帕里还在思考如何评估世界打算如何应对气候变化方面的一个重大漏洞。一些影响可以通过减少温室气体排放来避免。另一些影响可以通过足够的资金来管理;在脆弱的发展中国家,这意味着来自富裕国家的财政援助。但目前的减排和资金支持提案不足以避免重大影响。“我们正试图弥合这里的差距,从两端入手,”他说。帕里希望在哥本哈根以这种方式构建问题——并量化影响——将阐明政策制定者在减排和适应资金方面都存在哪些不足。

保罗·穆蒂尼奥,巴西利亚亚马逊环境研究所研究协调员,巴西。

“我相信 [名为 REDD 的森林保护战略] 可以在 COP15 上发挥作用,不仅可以作为解决热带森林砍伐排放问题的一种方式,还可以创造国家之间的新型协同作用。我相信这一点。这正是我要去的原因。”

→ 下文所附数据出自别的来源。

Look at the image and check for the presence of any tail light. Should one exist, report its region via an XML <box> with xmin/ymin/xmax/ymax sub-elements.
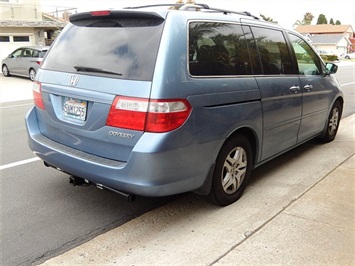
<box><xmin>106</xmin><ymin>96</ymin><xmax>192</xmax><ymax>132</ymax></box>
<box><xmin>32</xmin><ymin>81</ymin><xmax>44</xmax><ymax>110</ymax></box>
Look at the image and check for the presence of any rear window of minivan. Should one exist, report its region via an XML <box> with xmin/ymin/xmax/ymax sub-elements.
<box><xmin>42</xmin><ymin>17</ymin><xmax>163</xmax><ymax>80</ymax></box>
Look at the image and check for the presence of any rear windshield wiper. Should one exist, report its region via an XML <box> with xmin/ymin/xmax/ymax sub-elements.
<box><xmin>74</xmin><ymin>66</ymin><xmax>122</xmax><ymax>76</ymax></box>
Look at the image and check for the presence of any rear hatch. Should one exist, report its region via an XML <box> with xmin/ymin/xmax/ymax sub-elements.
<box><xmin>34</xmin><ymin>10</ymin><xmax>164</xmax><ymax>161</ymax></box>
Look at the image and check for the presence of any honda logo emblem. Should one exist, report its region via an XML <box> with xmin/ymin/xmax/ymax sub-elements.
<box><xmin>69</xmin><ymin>75</ymin><xmax>79</xmax><ymax>86</ymax></box>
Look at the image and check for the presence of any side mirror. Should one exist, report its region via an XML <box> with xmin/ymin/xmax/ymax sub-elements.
<box><xmin>324</xmin><ymin>63</ymin><xmax>338</xmax><ymax>75</ymax></box>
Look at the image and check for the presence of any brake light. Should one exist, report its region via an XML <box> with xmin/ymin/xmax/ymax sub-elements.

穆蒂尼奥的职业生涯始于研究蚂蚁,但近年来,他将大部分时间用于研究如何利用碳市场来阻止森林砍伐造成的排放,同时保护生物多样性和土著人民的权利。人们对在哥本哈根达成全面条约的希望已经破灭,但他仍然期待就称为减少毁林和森林退化造成的排放 (REDD) 的森林碳组成部分做出重要决定。通过 REDD,寻求“减少”排放的富裕国家将为发展中国家提供资金以保护其森林。在哥本哈根,穆蒂尼奥正在介绍他的组织关于亚马逊地区 REDD 的最新研究成果,并讨论巴西的国家温室气体承诺。

对他来说,哥本哈根非常适合。他说,花时间在实地和在《自然》或《科学》杂志上发表论文是一回事,但目标必须是将研究成果转化为政策制定者可以理解的形式。“科学是实现可持续发展的工具。这就是我对科学的看法,而这正是我正在做的事情。” 穆蒂尼奥说,就 REDD 而言,科学发展迅速,并且仍然在谈判中发挥着重要作用。